Semi washed/honey/pulped natural process
This balance between wet and dry process sees the outer skin of the cherry removed by pulping, leaving some of the muselage intact. Fruit is then dried in the sun before milling. This produces chocolate-y, nutty, honey-like flavours, sometimes a little funky. In terms of colours: orange and red.
Roast character
Flavours developed during the roasting process (toasty, roasty, smoky, burnt brown sugar, dark chocolate, etc).
Roast profile
A measurement of a coffee’s roasting time, commonly from “light” to “dark” or “heavy”.
Light Roast
Very minimal roast character, prominent origin character, higher acidity, low bitterness, quite a lot of sweetness.
Medium roast
More developed sweetness, lower acidity, less sharp tasting.
Dark roast
Heavy bitterness, less sweetness, sometimes hollow, very low acidity, very little origin character.
Filter roast
A roast profile (usually light) designed to be brewed using a filter or pour-over method. Likely to be light bodied, floral, bright and sweet.
Espresso roast
A roast profile (usually medium to dark) designed for brewing via an espresso machine. Likely to be bigger in body, more heavy and robust.
Cupping score
Cupping scores are used to determine a coffee’s quality, and therefore its value (price). Scores are calculated using standardised criteria set by the Specialty Coffee Association of America (SCAA). Beans that score less than 80 points are classed as “commercial grade” or “commodity grade” coffee (which mean the same thing). Anything 80 and above is “specialty grade”, which is what you find in good Australian cafes.
Cáscara
A tea made from dried coffee cherry skins. The tea has a blackcurrant, hibiscus-like flavour. It has lower caffeine levels than brewed coffee, but is high in antioxidants. Rare in local cafes, but worth tasting if you see it.
Arabica
Coffea arabica is the dominant species in the plant genus Coffea. The genus includes a number of offshoots (varietals or cultivars) developed through natural mutation or controlled interbreeding. Arabica is favoured for its complexity and flavour balance.
Robusta
Coffea canephora is the second major variety of coffee plant. It is easier to cultivate than arabica, matures sooner, is more resistant to disease and yields larger crops. Robusta is higher in caffeine content and usually presents with prominent bitterness. Some roasters use a small percentage of robusta in blends for added punch, but mostly it winds up in instant coffee or coffee-flavoured products.
Cultivar/varietal
These two terms are essentially the same and describe coffee plants bred for a specific purpose such as better disease resistance, higher yields or particular flavours.
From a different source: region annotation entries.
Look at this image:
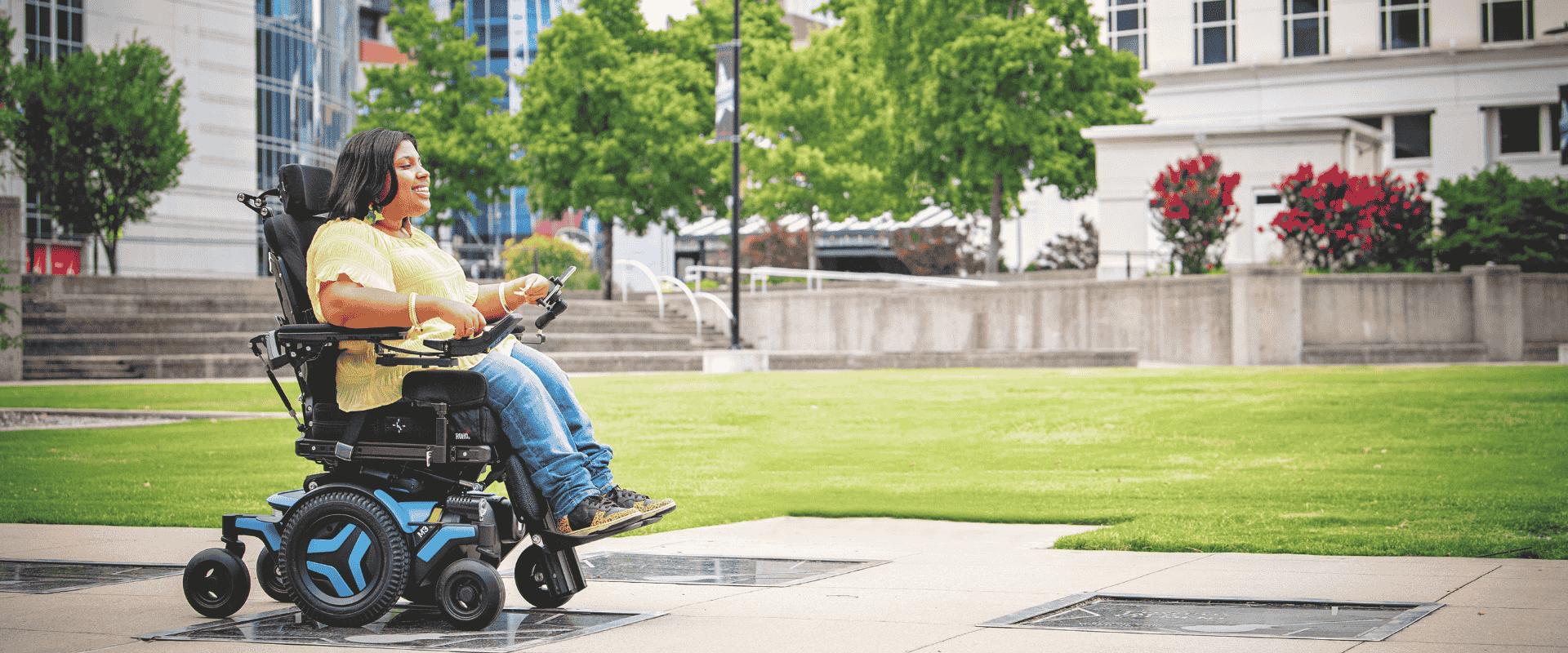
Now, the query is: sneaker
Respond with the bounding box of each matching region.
[604,486,676,517]
[555,495,643,535]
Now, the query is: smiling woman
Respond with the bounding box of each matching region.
[305,128,676,534]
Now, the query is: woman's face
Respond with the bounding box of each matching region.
[381,141,430,221]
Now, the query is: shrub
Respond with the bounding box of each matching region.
[1433,164,1568,273]
[501,233,600,290]
[1258,163,1432,273]
[1149,155,1242,274]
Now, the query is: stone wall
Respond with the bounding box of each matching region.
[724,266,1568,365]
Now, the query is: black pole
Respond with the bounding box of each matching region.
[729,0,740,349]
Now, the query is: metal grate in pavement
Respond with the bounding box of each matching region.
[581,551,888,587]
[982,592,1442,642]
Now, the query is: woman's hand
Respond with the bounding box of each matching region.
[506,274,550,305]
[419,295,484,338]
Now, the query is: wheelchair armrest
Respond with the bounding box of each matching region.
[278,324,408,343]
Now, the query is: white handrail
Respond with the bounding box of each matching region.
[693,290,735,335]
[657,274,702,338]
[615,259,665,319]
[687,264,1002,293]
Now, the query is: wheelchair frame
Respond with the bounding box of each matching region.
[184,164,662,629]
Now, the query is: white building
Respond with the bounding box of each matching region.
[1066,0,1568,278]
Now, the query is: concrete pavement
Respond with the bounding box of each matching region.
[0,517,1568,653]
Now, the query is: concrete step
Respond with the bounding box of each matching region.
[22,354,260,379]
[546,351,702,375]
[22,331,261,357]
[22,313,278,335]
[535,332,702,354]
[22,293,281,315]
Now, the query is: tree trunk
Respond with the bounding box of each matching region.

Some common cultivars are typica, bourbon, caturra, catuai, K7 and SL28. Varietals have minimal impact on the end flavour of a cup (compared to other factors such as processing) unless the varietal is geisha.
Geisha
A varietal with exceptional cup quality, prized for its delicacy, with floral aromas (often jasmine and peach) and incredibly complex, sweet and sparkling in the cup. If you’ve ever noticed a cafe retailing coffee for upwards of $20 – sometimes even $50 – per cup, chances are, it’s geisha. Discovered growing wild in Ethiopia in the 1930s, the plant was introduced to Panama in the 1960s and rose to fame in 2005 when a crop broke the then-record for green coffee auction prices (over $US20 a pound). Geishas are coveted for their flavour and cup quality, but are difficult and costly to cultivate – hence the ludicrously high market prices.